A survey conducted by the group W.A.G.E (Working Artists and the Greater Economy) has turned up some depressing, but not particularly surprising, statistics. After speaking to nearly 1,000 New York artists (including visual and performance artists), W.A.G.E. found that 58% received no compensation at all for exhibiting or presenting their work at local nonprofits.
Not only that, but 58% didn’t even have their expenses for participating in exhibits reimbursed. They had to cover their own cost of materials, transporting the work to the museum or gallery, and installing the work.
What makes this data particularly troubling is the fact that it reflects nonprofit organizations – groups which receive federal funding in order to promote the arts. If the arts are a form of public education, why isn’t the educator – the artist – being compensated for their time and effort? And why aren’t more grants available to directly enable artists to create their work?
While this survey only looked at New York, I think it’s safe to say that art scenes across the US suffer from the same issues. I certainly don’t know any professional artists who are able to make a living off their work – and I know quite a few throughout the country. Most of them have day jobs or teach in order to pay the bills.
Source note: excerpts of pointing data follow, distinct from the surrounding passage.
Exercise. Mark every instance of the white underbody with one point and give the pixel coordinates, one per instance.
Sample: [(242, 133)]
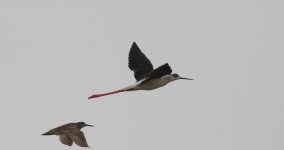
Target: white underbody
[(150, 85)]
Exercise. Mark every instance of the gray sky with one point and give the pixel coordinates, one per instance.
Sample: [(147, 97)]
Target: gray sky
[(56, 53)]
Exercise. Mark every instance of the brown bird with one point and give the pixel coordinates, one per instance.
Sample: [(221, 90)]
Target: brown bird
[(70, 133)]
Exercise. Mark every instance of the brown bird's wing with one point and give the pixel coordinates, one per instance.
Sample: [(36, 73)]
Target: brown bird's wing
[(77, 136), (65, 140), (57, 130)]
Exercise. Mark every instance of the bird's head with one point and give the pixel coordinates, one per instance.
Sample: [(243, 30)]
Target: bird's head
[(82, 124), (175, 76)]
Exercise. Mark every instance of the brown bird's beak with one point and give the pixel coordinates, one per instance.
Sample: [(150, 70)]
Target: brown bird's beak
[(185, 78)]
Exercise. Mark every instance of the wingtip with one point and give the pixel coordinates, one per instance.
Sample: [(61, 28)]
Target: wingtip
[(93, 96)]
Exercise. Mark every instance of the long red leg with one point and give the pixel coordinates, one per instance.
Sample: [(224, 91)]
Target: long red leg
[(104, 94)]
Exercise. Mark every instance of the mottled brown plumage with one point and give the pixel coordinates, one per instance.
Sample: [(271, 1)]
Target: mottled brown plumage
[(70, 133)]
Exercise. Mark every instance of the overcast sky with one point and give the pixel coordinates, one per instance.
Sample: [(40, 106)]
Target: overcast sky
[(56, 53)]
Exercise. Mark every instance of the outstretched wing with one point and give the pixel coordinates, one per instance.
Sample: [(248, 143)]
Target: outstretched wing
[(77, 137), (163, 70), (138, 63)]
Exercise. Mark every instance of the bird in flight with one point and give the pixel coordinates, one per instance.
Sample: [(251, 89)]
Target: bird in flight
[(147, 78), (70, 133)]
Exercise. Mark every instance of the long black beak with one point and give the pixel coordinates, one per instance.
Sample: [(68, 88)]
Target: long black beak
[(185, 78)]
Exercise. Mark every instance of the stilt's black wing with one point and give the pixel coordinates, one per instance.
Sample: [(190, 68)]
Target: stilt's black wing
[(163, 70), (139, 63)]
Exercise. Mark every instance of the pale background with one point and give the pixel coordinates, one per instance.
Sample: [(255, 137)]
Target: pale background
[(56, 53)]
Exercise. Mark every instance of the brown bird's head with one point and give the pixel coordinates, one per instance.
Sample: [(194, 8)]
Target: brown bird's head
[(175, 76), (80, 125)]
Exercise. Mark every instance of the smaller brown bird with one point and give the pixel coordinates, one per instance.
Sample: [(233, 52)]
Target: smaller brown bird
[(70, 133)]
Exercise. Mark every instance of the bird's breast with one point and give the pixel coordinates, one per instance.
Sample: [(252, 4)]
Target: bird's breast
[(152, 84)]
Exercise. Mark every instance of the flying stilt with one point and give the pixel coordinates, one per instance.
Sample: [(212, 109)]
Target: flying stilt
[(147, 77), (70, 133)]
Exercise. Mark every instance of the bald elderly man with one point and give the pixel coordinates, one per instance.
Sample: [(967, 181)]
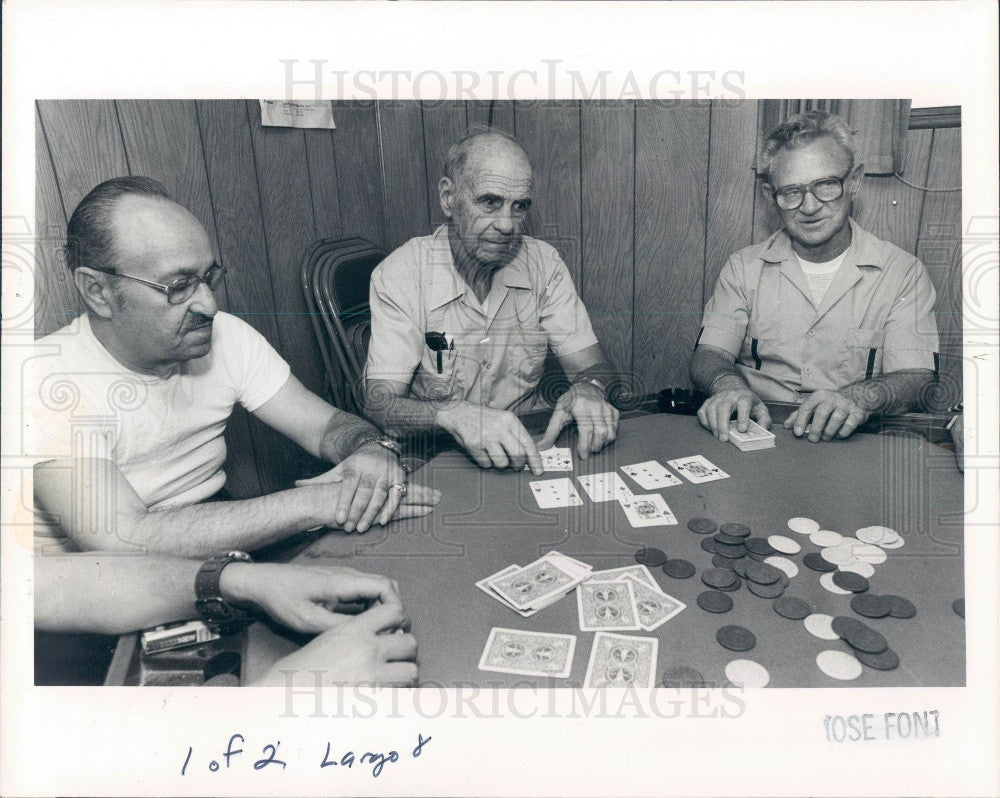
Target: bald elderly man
[(462, 320)]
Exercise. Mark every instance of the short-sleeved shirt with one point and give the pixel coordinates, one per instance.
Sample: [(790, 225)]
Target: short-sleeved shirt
[(876, 317), (499, 352), (165, 434)]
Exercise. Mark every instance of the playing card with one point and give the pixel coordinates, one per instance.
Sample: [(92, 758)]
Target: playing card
[(649, 510), (697, 469), (654, 606), (530, 586), (607, 605), (604, 487), (621, 661), (528, 653), (651, 475), (555, 493), (557, 459), (640, 572)]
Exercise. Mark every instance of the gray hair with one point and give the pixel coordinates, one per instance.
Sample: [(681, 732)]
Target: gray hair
[(803, 129)]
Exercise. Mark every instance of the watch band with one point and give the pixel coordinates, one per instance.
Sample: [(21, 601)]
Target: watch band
[(223, 614)]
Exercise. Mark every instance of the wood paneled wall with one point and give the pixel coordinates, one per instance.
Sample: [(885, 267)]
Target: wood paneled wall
[(644, 200)]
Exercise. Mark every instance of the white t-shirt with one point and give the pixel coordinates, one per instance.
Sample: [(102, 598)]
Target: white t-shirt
[(164, 434), (819, 276)]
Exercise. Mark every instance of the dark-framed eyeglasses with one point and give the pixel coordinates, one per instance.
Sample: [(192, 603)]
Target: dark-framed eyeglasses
[(826, 189), (180, 289)]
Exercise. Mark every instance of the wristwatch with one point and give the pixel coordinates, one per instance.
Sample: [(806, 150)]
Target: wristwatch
[(225, 615)]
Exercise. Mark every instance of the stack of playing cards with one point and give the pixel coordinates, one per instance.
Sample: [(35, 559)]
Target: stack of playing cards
[(756, 437), (534, 587)]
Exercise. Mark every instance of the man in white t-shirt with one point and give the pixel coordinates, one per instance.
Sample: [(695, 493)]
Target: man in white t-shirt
[(822, 313), (131, 402)]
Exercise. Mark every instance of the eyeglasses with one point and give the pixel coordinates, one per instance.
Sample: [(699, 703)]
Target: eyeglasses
[(826, 189), (180, 289)]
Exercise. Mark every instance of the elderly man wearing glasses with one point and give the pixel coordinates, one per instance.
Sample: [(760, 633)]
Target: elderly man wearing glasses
[(822, 313), (133, 398)]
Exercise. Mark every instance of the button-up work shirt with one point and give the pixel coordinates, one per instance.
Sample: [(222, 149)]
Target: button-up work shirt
[(499, 353), (876, 317)]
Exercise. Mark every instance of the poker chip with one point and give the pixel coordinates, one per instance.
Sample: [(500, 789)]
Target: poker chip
[(736, 638), (719, 578), (747, 673), (804, 526), (827, 581), (680, 676), (886, 661), (760, 547), (714, 601), (651, 557), (795, 609), (702, 526), (736, 530), (838, 665), (850, 581), (901, 607), (871, 606), (820, 625), (791, 569), (679, 569), (817, 563), (825, 538), (784, 545)]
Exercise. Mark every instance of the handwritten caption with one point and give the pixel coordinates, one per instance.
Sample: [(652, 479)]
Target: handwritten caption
[(235, 755)]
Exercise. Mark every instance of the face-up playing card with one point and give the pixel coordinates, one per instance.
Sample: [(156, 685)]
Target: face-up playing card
[(621, 661), (654, 606), (528, 653), (649, 510), (607, 605), (605, 487), (651, 475), (557, 459), (697, 469), (555, 493)]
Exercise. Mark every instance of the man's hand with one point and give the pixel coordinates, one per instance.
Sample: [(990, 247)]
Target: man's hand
[(596, 420), (493, 438), (716, 411), (826, 414), (362, 650), (304, 597)]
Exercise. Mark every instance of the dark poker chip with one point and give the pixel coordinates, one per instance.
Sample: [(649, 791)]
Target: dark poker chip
[(651, 557), (702, 526), (815, 561), (870, 605), (901, 607), (714, 601), (679, 569), (848, 580), (884, 661), (793, 608), (736, 638)]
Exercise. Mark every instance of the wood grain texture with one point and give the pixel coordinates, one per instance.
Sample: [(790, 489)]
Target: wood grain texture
[(550, 133), (672, 145), (731, 185), (404, 172), (607, 134)]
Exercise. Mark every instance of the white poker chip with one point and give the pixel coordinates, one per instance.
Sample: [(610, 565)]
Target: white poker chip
[(747, 673), (820, 625), (825, 538), (827, 581), (786, 565), (838, 665), (784, 545), (804, 526), (867, 570)]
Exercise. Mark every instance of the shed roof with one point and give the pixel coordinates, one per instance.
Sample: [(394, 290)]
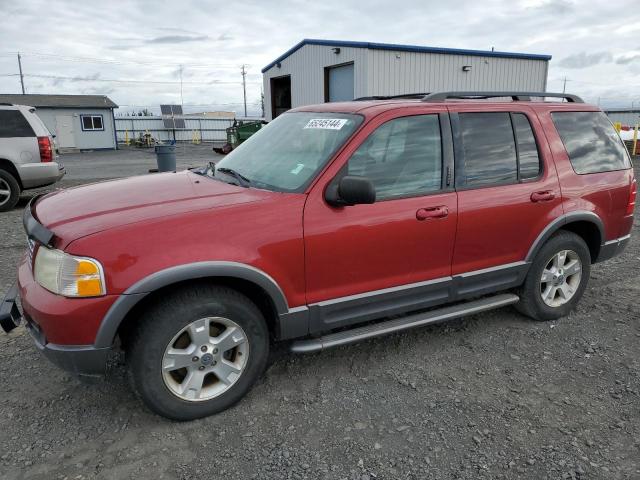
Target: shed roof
[(406, 48), (59, 101)]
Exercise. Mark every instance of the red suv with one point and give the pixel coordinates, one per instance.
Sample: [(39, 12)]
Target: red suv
[(325, 224)]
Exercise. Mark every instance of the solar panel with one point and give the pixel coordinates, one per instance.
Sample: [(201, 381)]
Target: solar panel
[(172, 117)]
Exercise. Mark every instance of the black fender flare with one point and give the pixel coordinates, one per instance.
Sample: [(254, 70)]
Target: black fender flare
[(558, 223), (191, 271)]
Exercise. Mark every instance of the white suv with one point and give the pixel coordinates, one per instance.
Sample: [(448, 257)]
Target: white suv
[(27, 154)]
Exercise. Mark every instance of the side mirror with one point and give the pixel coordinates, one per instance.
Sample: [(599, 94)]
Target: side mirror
[(351, 190)]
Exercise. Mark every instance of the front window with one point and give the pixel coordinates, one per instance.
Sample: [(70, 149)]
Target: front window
[(287, 154)]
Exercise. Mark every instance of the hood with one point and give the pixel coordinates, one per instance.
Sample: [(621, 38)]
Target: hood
[(76, 212)]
W.A.G.E. is managing to make headway in encouraging galleries to pay artists – they’ve been working with the Soho gallery Artists Space to conduct presentations and discussions aimed at educating the public and sparking dialogue between artists and curators. Artists Space is attempting to lead the way by implementing best practices when it comes to compensating the artists they work with.
What do Care2 readers think? Do artists deserve to be paid for shows displaying their work? And should galleries receiving federal arts funding be required to pay artists?